As of the present moment, traders are assigning an 85 percent probability that the Fed will refrain from raising rates this year. This marks a significant shift from the 59 percent probability observed the day before the pivotal policymaker’s meeting, according to data from the CME FedWatch Tool.
Attention has now shifted to the upcoming corporate earnings season, with Apple’s (AAPL) quarterly report taking the spotlight in the afternoon lineup of results. Investors are closely monitoring developments in China’s iPhone market and global consumer spending trends.
Among the tech giants, Microsoft and Google reported a mixed bag of earnings results. Meanwhile, Starbucks (SBUX) experienced a surge in pre-market trading after surpassing revenue and earnings estimates. Shopify (SHOP) also returned to profitability, with its shares soaring by 15% following the company’s adoption of AI technology.
The big question now is whether stock futures can maintain their early-morning gains as earnings results continue to roll in and investors gauge overall sentiment toward the upcoming earnings season.
The optimism in the market can be attributed to the Federal Reserve’s decision to keep interest rates steady. This decision was particularly significant as it marked the continuation of the highest rate levels seen in more than two decades. Federal Reserve Chair Jerome Powell’s comments after the meeting provided a boost to market sentiment, hinting at the likelihood that the Fed might not implement any rate hikes in December.
Traders have quickly adjusted their expectations in response to the Fed’s stance, with an 85 percent probability that the central bank will not raise rates this year. This stands in contrast to the 59 percent probability registered just a day prior to the policymaker’s meeting, based on data from the CME FedWatch Tool.
All eyes are now on the corporate earnings season, and Apple’s quarterly report is stealing the show in the afternoon. Market participants are keenly observing how Apple’s performance in the Chinese iPhone market and global consumer spending trends will impact its results.
In the tech sector, earnings reports from Microsoft and Google have presented a mixed picture, with their performance being closely scrutinized by investors.
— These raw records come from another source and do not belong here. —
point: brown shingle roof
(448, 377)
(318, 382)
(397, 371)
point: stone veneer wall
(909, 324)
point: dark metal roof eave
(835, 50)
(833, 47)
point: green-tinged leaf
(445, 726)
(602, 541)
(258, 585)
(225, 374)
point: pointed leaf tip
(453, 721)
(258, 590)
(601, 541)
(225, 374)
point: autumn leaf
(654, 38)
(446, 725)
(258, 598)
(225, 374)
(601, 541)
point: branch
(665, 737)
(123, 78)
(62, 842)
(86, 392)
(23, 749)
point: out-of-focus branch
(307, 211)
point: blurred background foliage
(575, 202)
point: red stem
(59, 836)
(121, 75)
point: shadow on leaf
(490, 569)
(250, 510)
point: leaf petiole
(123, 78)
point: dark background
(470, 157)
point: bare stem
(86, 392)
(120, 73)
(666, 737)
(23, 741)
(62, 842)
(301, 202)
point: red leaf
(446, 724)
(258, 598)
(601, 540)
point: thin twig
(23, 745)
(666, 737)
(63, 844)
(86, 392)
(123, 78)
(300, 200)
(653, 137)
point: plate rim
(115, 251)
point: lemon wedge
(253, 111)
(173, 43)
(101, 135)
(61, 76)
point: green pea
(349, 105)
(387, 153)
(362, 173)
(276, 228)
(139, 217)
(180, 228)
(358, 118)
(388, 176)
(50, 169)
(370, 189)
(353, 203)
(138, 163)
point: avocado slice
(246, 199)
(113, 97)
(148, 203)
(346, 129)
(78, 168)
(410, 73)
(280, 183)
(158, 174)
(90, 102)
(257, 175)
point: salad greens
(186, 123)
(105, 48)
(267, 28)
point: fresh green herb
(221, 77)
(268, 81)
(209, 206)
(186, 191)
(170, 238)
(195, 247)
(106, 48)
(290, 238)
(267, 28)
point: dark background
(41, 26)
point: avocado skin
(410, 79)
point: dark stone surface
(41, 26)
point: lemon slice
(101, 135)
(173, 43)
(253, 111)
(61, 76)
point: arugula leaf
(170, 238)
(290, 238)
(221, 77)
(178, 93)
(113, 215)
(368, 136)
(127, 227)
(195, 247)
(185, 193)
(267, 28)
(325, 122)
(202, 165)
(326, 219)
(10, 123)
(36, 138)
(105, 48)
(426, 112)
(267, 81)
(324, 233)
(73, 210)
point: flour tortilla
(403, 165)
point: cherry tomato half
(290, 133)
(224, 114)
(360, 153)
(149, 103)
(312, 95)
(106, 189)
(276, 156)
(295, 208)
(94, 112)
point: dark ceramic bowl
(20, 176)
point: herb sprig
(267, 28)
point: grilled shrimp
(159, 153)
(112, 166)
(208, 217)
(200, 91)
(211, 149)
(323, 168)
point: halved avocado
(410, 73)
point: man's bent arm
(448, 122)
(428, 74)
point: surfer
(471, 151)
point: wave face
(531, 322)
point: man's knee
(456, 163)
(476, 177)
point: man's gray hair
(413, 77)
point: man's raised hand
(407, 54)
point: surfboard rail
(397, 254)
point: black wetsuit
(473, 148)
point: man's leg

On the other hand, Starbucks has reason to celebrate, as its shares saw a substantial increase in pre-market trading after the company exceeded revenue and earnings expectations. Shopify also made a strong comeback, with its shares surging by 15% after the company embraced AI technology.
As the earnings season unfolds, the market will closely track these results, and investors will be on the lookout for any emerging trends and sentiment shifts.
In conclusion, the surge in stock futures and the Federal Reserve’s stance on rate-hike signal a pivotal moment for investors navigating the evolving financial landscape.